Comme il est courant de parler de simplicité et d'humilité de nos jours , s'en glorifiant ou glorifiant d'autres , qu'ils soient prélats ou simples laics ...je vous propose ceci pour parfaire notre compréhension sur cette vertu ...

il y a bien peu de véritable humilité.

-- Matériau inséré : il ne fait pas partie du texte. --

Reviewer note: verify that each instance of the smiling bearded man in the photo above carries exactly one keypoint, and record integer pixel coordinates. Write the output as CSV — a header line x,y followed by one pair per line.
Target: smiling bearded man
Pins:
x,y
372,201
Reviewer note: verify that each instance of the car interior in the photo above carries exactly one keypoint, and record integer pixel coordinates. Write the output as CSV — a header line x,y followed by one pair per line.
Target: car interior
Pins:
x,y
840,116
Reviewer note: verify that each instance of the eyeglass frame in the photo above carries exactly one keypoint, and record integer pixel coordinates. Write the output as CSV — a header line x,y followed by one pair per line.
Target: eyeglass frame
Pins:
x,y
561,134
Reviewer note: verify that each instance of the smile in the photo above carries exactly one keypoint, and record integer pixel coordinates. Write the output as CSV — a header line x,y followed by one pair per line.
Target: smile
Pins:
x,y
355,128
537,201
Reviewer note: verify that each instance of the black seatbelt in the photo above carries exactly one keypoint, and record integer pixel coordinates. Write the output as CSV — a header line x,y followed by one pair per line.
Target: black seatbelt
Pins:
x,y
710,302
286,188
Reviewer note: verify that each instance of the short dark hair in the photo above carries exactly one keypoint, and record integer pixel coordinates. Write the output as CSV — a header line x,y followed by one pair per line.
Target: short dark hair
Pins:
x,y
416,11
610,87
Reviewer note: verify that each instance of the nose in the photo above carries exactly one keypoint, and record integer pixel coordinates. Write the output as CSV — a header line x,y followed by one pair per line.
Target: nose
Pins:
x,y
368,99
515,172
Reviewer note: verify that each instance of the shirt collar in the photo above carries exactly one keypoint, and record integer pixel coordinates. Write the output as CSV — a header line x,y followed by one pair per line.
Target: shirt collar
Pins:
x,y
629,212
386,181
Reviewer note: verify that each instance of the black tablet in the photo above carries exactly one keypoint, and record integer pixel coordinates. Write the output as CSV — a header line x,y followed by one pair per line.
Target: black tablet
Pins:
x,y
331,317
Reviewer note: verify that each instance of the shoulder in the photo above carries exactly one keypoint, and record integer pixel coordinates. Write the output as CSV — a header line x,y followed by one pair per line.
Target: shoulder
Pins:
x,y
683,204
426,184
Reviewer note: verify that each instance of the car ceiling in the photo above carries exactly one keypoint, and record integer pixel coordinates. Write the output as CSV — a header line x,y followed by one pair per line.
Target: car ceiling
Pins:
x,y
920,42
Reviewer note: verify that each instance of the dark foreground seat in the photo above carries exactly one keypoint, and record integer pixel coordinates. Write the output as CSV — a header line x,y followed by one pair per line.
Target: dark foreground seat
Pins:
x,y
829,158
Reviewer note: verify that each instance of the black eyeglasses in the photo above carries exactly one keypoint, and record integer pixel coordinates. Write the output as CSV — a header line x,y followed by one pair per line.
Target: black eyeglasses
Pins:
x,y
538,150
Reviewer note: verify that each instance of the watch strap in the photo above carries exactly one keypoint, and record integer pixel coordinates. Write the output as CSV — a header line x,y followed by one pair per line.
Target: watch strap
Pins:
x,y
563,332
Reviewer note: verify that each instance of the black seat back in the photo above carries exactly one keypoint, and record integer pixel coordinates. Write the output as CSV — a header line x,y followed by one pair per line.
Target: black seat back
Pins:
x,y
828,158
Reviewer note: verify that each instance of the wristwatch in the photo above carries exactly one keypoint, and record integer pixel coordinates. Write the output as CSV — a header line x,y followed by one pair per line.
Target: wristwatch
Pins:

Hélas ! combien en est-il qui, tant qu'on les flatte, qu'on les loue, ou du moins, qu'on parait les estimer, sont tout de feu pour les pratiques de la piété, ils donneraient tout et se dépouilleraient de tout ; mais un petit reproche, un air d'indifférence leur jette l'amertume dans le cœur, les tourmente, leur arrache des larmes, leur fait prendre mauvaise humeur, leur fait faire mille jugements téméraires, pensant qu'on les traite indignement, qu'on ne le ferait pas à un autre. Hélas ! que cette belle, vertu est rare parmi les chrétiens de nos jours ! que de vertus qui n'ont que l'apparence et qui, au premier coup, sont emportées !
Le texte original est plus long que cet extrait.